The people I've known who have done this were up against the wall so to speak, and it was a matter of life or death for them. Some were short term emergencies, some were chronic. None of them were living "high on the hog", but instead were barely making it as it was and falling further and further into massive debt with the medical bills or simply not being able to afford needed care or medications. Most of them did it in a legal fashion.

I'm sorry the system is failing you Butterflywings. I'm sorry for everybody who is falling through the cracks in the system which are long and wide in just about every country..
 
When I tried a decade ago, there was no risk of anything like fines or jail time. Because I wasn't claiming money or rebates or anything related to that, I just wanted an honest second opinion and treatment for what I had. I take comfort in that what I did wasn't illegal at all. In fact I know many other people who have been seen out of area when there reasons for requesting it were acknowledged (eg working in their local hospital or having a close family member or friend working there). What I sought was legal and should have been offered to me by the health department - it is what they did by not letting me do it with their permission that was illegal and a violation of human rights - that's what frustrates me the most. It was a matter of life and death for me and it very nearly cost me my life the way I was treated. But yeah, I didn't get anywhere in the end.

I am in debt up to my eyeballs, being broken by interest - a big chunk of it was debts my exhusband ran up in my name, but the rest is due to medical costs. And I've spent the last 12 years going without many physical health treatments and medications I've needed. So many people think the Australian system is free but only some things for free and yeah, there are huge cracks in the system that consume people whole.
 
(((((((Butterflywings)))))) I am so sad to read what you are going through.

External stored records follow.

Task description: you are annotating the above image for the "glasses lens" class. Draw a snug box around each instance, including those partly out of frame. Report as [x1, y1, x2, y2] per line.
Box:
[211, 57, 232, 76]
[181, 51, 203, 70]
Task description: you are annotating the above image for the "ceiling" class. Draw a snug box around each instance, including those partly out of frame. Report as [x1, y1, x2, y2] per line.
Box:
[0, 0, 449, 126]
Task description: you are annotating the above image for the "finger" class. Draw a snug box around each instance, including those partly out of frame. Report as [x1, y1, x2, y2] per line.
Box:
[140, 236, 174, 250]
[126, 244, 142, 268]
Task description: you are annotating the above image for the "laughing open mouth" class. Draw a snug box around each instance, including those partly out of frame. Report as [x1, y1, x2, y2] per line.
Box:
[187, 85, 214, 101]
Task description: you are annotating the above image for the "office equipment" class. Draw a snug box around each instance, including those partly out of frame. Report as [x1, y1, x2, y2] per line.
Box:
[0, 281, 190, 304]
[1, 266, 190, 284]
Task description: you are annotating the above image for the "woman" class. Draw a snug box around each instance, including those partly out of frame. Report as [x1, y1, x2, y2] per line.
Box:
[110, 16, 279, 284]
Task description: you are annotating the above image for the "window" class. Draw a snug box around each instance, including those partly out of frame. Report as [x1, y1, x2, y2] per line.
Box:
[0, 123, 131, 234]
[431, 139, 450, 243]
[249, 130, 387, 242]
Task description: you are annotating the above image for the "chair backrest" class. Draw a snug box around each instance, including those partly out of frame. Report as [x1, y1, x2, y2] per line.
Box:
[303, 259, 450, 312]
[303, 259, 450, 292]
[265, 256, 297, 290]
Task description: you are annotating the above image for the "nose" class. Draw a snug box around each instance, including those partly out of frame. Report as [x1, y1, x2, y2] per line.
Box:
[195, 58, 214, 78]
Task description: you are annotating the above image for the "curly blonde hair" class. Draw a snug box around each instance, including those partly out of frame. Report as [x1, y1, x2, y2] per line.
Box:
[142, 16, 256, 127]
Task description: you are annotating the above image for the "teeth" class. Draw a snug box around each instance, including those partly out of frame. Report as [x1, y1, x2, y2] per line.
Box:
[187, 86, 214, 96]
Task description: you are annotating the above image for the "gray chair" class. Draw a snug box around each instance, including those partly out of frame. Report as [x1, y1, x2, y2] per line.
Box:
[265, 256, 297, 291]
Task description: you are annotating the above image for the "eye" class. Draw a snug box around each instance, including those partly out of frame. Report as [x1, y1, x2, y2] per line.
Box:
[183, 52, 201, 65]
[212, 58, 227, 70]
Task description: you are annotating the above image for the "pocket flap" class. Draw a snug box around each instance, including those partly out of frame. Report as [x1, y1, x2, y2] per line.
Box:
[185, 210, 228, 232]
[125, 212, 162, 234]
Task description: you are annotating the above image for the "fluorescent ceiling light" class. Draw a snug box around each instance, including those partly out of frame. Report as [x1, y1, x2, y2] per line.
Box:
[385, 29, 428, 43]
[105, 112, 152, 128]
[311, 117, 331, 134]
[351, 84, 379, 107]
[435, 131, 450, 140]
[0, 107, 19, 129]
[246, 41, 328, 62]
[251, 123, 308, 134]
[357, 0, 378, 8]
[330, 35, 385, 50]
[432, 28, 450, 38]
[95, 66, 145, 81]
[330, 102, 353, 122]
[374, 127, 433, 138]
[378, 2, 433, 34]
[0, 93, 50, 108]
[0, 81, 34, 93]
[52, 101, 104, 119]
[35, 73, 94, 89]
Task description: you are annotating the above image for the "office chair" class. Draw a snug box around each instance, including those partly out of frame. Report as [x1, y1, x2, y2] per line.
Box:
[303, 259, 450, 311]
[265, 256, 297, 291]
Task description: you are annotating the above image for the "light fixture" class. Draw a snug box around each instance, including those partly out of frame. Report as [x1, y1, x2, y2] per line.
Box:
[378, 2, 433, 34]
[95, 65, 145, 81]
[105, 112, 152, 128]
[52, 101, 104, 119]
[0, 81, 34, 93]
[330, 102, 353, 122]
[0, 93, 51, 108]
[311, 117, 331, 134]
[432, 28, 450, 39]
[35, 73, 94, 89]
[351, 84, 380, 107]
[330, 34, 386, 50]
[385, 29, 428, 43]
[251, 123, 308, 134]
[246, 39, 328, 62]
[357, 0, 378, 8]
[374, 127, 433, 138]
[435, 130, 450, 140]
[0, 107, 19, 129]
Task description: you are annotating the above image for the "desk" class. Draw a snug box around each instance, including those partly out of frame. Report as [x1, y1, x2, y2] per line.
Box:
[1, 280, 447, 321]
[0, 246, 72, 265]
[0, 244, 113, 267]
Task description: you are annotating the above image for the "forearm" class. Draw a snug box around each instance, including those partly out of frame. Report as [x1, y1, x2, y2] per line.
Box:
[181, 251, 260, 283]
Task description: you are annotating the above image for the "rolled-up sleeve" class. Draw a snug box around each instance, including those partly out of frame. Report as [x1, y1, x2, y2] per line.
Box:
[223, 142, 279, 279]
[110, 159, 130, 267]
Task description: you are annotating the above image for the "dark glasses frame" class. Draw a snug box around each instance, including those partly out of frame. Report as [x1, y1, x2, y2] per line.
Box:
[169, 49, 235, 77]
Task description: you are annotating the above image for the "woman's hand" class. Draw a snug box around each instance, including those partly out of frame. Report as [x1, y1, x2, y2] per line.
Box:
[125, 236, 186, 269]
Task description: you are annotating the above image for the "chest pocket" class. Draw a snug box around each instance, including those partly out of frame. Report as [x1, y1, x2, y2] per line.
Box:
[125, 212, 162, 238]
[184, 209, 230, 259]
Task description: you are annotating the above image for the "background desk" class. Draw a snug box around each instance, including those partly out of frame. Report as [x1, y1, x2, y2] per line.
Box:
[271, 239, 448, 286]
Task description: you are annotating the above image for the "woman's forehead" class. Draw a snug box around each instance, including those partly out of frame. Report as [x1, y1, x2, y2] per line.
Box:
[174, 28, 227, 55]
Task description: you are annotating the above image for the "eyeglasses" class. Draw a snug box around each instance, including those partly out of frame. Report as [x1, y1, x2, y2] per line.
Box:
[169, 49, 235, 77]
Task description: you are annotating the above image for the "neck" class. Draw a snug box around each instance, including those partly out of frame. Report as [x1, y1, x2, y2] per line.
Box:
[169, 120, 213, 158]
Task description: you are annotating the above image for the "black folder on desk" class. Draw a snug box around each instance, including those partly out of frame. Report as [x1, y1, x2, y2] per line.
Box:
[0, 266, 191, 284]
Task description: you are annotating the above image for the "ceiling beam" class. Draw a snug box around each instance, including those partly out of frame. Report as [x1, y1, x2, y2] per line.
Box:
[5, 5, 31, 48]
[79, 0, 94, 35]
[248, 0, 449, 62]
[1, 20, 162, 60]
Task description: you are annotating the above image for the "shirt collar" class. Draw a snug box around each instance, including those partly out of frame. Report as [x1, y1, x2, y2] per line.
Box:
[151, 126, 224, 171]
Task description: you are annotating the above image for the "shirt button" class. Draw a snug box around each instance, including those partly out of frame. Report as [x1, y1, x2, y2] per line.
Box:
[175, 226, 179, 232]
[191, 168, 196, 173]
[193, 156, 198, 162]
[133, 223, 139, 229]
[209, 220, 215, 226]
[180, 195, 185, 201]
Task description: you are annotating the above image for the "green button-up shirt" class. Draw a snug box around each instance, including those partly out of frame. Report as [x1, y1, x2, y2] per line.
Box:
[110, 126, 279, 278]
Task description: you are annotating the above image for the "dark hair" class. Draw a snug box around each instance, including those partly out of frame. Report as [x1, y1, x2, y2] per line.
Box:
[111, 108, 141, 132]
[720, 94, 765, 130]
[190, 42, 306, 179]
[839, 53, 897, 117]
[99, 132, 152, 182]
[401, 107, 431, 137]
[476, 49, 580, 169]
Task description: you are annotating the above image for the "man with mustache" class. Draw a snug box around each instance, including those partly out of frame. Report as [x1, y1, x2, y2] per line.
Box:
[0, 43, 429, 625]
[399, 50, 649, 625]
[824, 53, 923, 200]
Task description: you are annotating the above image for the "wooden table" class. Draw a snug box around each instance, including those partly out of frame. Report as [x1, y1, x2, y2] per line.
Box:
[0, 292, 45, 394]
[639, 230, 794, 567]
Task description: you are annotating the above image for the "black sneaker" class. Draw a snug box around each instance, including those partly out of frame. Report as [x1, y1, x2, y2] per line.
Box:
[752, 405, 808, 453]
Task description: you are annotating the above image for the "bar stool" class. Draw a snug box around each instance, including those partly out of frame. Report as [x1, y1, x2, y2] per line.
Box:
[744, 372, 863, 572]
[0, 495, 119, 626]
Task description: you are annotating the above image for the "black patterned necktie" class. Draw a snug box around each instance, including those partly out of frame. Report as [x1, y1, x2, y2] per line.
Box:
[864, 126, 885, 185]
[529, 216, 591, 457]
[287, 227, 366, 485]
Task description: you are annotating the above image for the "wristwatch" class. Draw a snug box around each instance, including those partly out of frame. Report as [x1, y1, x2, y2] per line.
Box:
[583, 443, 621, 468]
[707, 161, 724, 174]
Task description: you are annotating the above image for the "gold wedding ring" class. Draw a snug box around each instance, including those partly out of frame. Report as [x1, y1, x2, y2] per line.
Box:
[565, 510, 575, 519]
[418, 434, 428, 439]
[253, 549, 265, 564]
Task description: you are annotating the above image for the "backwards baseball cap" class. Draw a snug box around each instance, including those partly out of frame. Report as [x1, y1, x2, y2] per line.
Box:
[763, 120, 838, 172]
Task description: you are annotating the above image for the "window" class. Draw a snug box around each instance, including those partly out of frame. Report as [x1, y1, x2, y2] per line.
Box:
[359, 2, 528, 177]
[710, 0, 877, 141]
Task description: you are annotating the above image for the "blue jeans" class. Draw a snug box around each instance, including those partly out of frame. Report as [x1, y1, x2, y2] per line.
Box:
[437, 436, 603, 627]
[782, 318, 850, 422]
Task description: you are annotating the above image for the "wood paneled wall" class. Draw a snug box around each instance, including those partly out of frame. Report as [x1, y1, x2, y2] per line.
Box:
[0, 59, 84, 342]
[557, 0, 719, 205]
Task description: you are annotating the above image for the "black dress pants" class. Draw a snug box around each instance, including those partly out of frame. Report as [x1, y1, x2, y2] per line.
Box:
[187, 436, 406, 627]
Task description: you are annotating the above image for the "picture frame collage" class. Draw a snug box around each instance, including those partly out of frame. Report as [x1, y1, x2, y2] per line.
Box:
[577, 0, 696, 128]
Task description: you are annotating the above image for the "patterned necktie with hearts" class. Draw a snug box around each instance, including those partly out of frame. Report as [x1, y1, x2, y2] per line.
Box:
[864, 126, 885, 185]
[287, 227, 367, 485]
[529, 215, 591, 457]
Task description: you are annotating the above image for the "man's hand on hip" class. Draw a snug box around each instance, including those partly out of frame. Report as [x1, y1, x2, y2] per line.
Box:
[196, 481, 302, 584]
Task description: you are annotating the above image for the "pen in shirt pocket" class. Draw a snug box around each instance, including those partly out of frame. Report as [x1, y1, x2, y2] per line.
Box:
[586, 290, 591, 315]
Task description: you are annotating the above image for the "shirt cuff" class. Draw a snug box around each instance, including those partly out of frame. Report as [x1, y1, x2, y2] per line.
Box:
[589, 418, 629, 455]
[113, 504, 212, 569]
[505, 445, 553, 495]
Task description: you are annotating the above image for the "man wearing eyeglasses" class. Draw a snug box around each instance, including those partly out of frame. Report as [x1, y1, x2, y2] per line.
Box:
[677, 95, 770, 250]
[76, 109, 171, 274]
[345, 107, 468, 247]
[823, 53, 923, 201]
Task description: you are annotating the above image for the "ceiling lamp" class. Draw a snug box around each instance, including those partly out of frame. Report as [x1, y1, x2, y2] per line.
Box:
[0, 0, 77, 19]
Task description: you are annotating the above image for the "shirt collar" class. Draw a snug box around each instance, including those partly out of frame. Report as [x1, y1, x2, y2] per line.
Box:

I am paying seven hundred and thirty four dollars for my medical care and it is breaking me. I feel so sad for you.

All I can offer is that for three years as a care giver to my husband with severe dementia, I had no support. I only had this forum and they got me through some really rough times.

It is far better than nothing.

I am so sorry you are having these problems with medical help. You do really need it. Getting the right help and being able to afford it is putting you in dire straits.

I am praying for you and yours and hope this is ok with you.

You are in my heart. I am sorry I am not of much help. But you can pm me anytime and I will support you. Hugs.